Es verdad que usted llegó a su cargo al amparo de treinta millones de sufragios, pero una vez instalado en él responde ante más de ciento veinte millones de mexicanos, a los que se agregarán las generaciones futuras. Aquéllos fueron la mayoría necesaria para su investidura. Éstos son el universo para su desempeño. El voto de esa minoría le convirtió —para el presente y el futuro— en el ciudadano con más elevada y grave responsabilidad, no en el propietario de la nación. Usted responde por ésta: por toda, no por una de sus partes.

Me preocupa la discordia que se está sembrando y la cosecha que puede producir. Usted, que tiene predilección por las citas evangélicas, sabe cuál es el destino de una casa dividida. Comienza a ocurrir entre nosotros. Quienes tuvieron relaciones fraternas se están enfrentando. La historia prueba que estas divisiones engendran tragedias. Todavía podemos evitarlas.

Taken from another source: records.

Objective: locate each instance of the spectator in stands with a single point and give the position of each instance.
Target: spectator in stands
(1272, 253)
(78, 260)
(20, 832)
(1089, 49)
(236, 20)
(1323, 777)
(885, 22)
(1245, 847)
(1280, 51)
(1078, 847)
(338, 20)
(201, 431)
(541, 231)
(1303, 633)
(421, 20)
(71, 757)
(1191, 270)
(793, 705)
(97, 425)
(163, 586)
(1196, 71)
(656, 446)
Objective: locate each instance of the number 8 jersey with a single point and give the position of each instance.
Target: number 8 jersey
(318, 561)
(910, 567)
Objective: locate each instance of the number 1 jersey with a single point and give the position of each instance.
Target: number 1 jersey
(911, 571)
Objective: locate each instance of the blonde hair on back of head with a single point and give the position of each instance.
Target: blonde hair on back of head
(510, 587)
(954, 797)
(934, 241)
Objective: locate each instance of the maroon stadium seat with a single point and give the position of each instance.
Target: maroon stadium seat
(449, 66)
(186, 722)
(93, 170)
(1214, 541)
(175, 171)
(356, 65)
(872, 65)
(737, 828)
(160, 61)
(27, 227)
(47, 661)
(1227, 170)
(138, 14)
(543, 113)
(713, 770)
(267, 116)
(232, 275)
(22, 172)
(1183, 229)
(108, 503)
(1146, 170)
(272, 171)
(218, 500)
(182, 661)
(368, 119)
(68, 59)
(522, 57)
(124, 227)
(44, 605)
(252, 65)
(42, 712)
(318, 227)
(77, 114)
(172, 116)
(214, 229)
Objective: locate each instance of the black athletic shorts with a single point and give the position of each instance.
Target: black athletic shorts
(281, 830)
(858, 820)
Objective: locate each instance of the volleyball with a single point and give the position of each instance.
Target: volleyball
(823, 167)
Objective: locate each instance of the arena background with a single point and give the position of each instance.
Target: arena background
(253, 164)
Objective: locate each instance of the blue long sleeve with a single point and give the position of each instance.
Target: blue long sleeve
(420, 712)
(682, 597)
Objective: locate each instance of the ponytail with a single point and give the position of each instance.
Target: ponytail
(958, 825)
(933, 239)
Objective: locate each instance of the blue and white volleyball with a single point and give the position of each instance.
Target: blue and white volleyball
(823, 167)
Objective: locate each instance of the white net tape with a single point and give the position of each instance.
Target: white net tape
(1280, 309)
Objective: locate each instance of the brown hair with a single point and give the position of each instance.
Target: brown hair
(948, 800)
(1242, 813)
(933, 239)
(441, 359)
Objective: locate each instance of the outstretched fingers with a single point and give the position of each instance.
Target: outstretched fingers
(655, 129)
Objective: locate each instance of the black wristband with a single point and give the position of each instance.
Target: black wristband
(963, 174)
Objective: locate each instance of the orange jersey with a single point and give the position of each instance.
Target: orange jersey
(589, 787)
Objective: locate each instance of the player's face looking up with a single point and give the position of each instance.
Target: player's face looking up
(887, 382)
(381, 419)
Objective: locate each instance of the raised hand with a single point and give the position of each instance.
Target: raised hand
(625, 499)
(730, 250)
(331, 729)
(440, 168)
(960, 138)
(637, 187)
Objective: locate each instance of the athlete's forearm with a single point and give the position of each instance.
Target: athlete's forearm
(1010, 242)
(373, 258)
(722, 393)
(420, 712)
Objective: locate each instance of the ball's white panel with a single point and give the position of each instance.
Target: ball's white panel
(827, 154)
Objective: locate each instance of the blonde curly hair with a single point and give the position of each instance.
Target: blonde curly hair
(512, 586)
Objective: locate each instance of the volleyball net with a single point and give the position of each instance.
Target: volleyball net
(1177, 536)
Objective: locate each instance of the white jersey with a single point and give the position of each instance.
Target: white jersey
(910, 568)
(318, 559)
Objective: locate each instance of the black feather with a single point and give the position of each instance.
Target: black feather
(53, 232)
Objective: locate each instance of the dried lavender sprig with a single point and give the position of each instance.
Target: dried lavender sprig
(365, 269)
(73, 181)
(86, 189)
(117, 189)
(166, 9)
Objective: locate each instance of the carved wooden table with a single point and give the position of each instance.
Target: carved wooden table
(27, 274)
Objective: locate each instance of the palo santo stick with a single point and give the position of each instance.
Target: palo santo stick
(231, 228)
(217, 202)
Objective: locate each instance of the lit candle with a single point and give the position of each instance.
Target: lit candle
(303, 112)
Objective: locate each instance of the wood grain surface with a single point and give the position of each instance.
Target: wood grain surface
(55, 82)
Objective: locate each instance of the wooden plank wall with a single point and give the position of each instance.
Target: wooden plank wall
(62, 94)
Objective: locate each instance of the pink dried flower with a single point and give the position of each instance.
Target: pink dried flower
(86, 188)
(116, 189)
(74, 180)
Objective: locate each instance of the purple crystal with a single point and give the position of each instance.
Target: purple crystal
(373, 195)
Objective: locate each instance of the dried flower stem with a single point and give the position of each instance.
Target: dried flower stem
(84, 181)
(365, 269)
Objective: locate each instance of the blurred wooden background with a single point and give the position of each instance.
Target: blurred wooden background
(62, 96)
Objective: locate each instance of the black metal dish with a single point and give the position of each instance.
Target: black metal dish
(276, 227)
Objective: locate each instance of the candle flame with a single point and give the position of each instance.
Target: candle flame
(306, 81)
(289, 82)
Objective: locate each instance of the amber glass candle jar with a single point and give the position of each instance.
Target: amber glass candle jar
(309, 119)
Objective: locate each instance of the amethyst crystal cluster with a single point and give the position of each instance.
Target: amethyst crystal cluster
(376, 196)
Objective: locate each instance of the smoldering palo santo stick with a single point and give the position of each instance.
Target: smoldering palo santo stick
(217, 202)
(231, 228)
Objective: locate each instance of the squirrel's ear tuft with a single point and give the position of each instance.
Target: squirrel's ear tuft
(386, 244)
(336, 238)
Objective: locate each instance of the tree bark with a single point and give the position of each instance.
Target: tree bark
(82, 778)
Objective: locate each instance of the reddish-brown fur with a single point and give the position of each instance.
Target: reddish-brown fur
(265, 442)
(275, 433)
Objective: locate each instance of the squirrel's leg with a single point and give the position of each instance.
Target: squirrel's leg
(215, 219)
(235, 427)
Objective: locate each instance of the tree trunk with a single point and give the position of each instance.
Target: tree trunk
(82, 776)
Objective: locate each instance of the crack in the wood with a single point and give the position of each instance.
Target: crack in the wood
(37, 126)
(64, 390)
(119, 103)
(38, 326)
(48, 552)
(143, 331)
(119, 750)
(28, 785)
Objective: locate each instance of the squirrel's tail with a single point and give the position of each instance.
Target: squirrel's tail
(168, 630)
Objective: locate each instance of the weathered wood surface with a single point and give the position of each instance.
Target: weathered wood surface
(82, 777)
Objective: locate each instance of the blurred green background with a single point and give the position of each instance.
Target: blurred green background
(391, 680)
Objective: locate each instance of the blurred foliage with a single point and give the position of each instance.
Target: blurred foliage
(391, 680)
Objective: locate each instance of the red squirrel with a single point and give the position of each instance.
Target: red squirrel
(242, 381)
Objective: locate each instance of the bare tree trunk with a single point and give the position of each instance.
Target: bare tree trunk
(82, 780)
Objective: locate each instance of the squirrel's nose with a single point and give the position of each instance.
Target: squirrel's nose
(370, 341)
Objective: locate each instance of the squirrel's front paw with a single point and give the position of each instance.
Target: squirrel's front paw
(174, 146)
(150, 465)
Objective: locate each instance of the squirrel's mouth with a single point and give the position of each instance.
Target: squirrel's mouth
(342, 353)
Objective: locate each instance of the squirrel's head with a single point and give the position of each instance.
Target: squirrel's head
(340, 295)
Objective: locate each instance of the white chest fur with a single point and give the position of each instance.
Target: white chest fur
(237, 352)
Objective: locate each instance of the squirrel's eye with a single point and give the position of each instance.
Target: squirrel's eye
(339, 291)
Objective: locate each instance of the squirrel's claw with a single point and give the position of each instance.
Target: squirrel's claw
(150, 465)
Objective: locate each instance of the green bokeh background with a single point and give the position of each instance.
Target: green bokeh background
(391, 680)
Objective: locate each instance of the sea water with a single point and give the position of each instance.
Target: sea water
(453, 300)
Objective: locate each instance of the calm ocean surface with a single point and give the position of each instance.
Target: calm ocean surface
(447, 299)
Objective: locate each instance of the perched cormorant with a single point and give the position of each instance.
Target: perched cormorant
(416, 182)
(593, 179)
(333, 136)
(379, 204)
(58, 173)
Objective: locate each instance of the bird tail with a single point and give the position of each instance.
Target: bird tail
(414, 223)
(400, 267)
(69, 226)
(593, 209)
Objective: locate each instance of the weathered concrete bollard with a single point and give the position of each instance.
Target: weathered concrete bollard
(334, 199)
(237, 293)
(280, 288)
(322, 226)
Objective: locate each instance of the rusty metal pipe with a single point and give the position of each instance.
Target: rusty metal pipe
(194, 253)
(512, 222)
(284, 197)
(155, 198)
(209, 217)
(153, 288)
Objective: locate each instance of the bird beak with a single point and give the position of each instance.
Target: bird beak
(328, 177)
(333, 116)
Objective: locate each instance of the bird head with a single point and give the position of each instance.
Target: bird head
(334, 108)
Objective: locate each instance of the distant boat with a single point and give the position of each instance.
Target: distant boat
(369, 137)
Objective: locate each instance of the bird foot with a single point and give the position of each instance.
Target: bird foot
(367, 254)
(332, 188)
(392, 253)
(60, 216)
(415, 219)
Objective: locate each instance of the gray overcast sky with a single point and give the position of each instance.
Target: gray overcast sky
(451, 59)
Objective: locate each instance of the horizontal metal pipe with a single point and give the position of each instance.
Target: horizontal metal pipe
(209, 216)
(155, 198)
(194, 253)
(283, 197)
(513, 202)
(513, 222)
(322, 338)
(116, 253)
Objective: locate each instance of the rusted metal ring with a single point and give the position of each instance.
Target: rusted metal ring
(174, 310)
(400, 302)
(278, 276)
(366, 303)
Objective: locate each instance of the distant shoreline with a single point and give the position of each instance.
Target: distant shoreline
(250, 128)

Observe, Presidente, el tono al que ha llegado el debate, cada vez más encendido e incendiario. Las posiciones —la suya es una, ¿no es así?— se han enconado. Ahora no tomo partido, aunque usted nos ha convocado a tomarlo. Ni califico ni descalifico opiniones. Sólo hablo como mexicano. Con este título advierto la gravedad de las palabras con que cada opinante —convertido en gladiador— expone sus recelos, sus exigencias, sus filias y sus fobias, sus preferencias y sus reproches. Nos estamos convirtiendo en una nación de combatientes. Nos combatimos mutuamente y cerramos el espacio para el entendimiento. Estamos frente a frente, en posición de combate.

¿Qué puede hacer usted, Presidente —o mejor dicho: qué debe hacer usted, ciudadano de México, responsable del destino de millones de compatriotas—, para que amaine esta batalla? ¿Qué puede hacer usted para promover la conciliación de los mexicanos en torno a valores, programas y objetivos que nos unifiquen? ¿Qué puede hacer usted para poner término al discurso de animadversión —que comienza a ser discurso de odio— que crece en todos los frentes, el suyo y el de aquellos a los que llama sus “adversarios”? ¿Qué puede hacer usted para promover un avenimiento entre los conciudadanos que se combaten, antes de que sea demasiado tarde?

Si puede hacer algo y estoy seguro de que puede —y en todo caso, de que debe— le pido que lo haga pronto. El tiempo avanza de prisa. Se agota. Y la tormenta se acerca. Tal vez estoy equivocado, pero no soy el único que observa nubes negras en el cielo de México. ¿Usted no las mira? ¿Y no las teme, por México?

Por favor, Presidente: un gesto de concordia. Urge.